Man, you just can't ever admit that you're wrong, can you? Okay, I choose to define it as Steam Boats, and I've got corroboration from a variety of sources to show that I'm right and that the number of steam boats arriving in New Orleans in any year of the period is much more like 3000 than 300. For instance:
"the first steamboat came downriver in 1812. In 1821, 287 steamboats arrived in New Orleans; by 1826, there were 700 steamboat arrivals.
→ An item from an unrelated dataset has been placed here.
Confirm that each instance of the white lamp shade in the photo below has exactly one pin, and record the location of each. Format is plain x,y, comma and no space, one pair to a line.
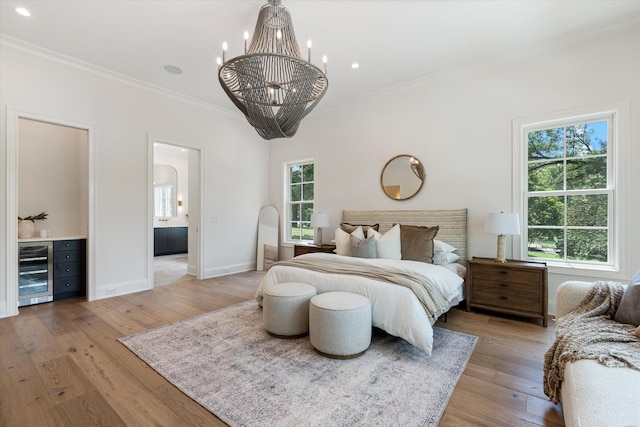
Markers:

In 1845, 2,500 steamboats were recorded, and during the 1850's an average of 3,000 steamboats a year called at the city."
http://www.madere.com/history.html
" By 1834, the number of steamboat arrivals in New Orleans annually was 2,300, indicative of that port's trade. "
http://www.moah.org/exhibits/archives/steam.html
(are you going to claim that steamboat traffic had declined 90% between the 1830s and 1850s?
Finally, I'd point out that the heading on the table specifies steam boats and I contend that they wouldn't then have a column heading for that labelled "st. ships" and another labelled "s. boats" if the latter wasn't the steam boats of the heading.
Don't have time to wade through 1000 posts, but do the Neo-Confederates not remember the "Wimot Proviso," "36'30," John Brown, "popular sovereignty," the Fugitive Slave Law, Kansas-nebraska act, Dred Scott, the Free Soil party, the annexation of all of Texas while going to war with Mexico with the compromise to take only HALF of Oregon in the North(not slaveholding territory) or the discussions of taking Cuba or land further south, and that one guy(can't recall his name) who actually did rule Guatemala or some C American country for a short time---
The sectional conflict was fueled by slavery and the cultural and economic differences created by the institution.
So, you are left with an assumption, not fact.
And like Gianni pointed out, you and yours have apparently forgotten the point that started this discussion.
No one except you mentioned steam boats or their relevancy.